Tuesday, August 9, 2011

30 Days of Books, Day 25.

[A character you can relate to the most.]

I want a Jacob. *This* Jacob, not a Pedowolf Jacob.
Josephine Alibrandi, of Looking for Alibrandi fame, was always going to win this one. I don't think I've ever identified with a character so much. I saw the film of this book first (doesn't begin to do it justice) and thought, "Huh. Her family's sorta like mine, except they speak Italian."
Read the book, and Josie was exactly who my fourteen year old self longed to be when I hit eighteen. And re-reading the book as I did when I was eighteen, I think I'm far too close to there. Not that I'm complaining, of course.

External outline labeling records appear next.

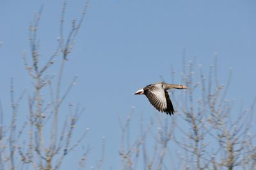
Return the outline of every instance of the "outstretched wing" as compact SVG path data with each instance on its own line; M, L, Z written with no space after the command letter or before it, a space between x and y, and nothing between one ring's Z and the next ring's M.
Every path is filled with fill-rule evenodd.
M150 104L159 111L173 114L174 110L169 95L161 84L148 86L145 89L145 95Z

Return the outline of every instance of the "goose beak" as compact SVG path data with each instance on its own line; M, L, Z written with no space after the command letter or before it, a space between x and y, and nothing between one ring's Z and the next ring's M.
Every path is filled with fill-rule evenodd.
M134 93L134 95L143 95L144 94L144 90L143 89L139 89Z

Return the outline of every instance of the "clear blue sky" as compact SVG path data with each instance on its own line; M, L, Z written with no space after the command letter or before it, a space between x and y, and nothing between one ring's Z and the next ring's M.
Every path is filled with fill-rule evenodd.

The cultural issues - who am I? "Technically," Josie says at one point to a fellow student, a typical Anglo, "I'm older than you are, and I was born here. If anyone's the New Australian, it's you."
I laughed so much at that line, and tucked it in my mind for future use.
Knowing where you come from is an interesting thing. So interesting, they make a point of asking it of you on a Census. "What's your cultural background? Where were your parents born?" I'm partly Chilean, partly English and Welsh, wholly Australian. And for Josie, I suspect her cultural makeup was much the same - that despite the roots, what mattered was the Australian part. Yet you can't really run from those roots; they'll hold you as tight as they can. In high school, identifying myself was hard - I wanted to run to Chile and see if I fit. I wanted to escape here, because in my family - an eighties-clad version of Chile, clashing with Australia - I didn't fit. I was too white. At school, it wasn't huge as some kids would get, but I was told that there was a difference between my life and everyone else's. No one else would bring sopapillas or empanadas to school, or carry massive flasks of green tea with a strange combination of herbs that Nana would subtly ask Mary to bless before she slipped them in my Thermos. (She knew how I felt about Mary.) Other kids' fathers didn't have accents like mine supposedly did.
And Josie Alibrandi was the same.
Crazy nonna (seriously, are hers and mine the same woman?!) and traditions that aren't practised at all in the home country. Rules, so many rules, that other people just don't get.



The way Josie navigated her life was how I imagine I'd do it, and not out of my old desire to emulate her. It's because Josie was a real character - or at least, very real to me. There'd be the ups, and the downs, and the walking around for forty years in the desert because you're trying to figure out what the heck you're supposed to do. 
And the eyeroll. My mother probably thought I was possessed,
I did this so much.
And at the end, acceptance. Because no matter what you do, your heritage won't change. She and I aren't defined by that, but enhanced by that.
And we also come up with lines that in hindsight make you facepalm. "Don't say that! You're not an idiot, you idiot!"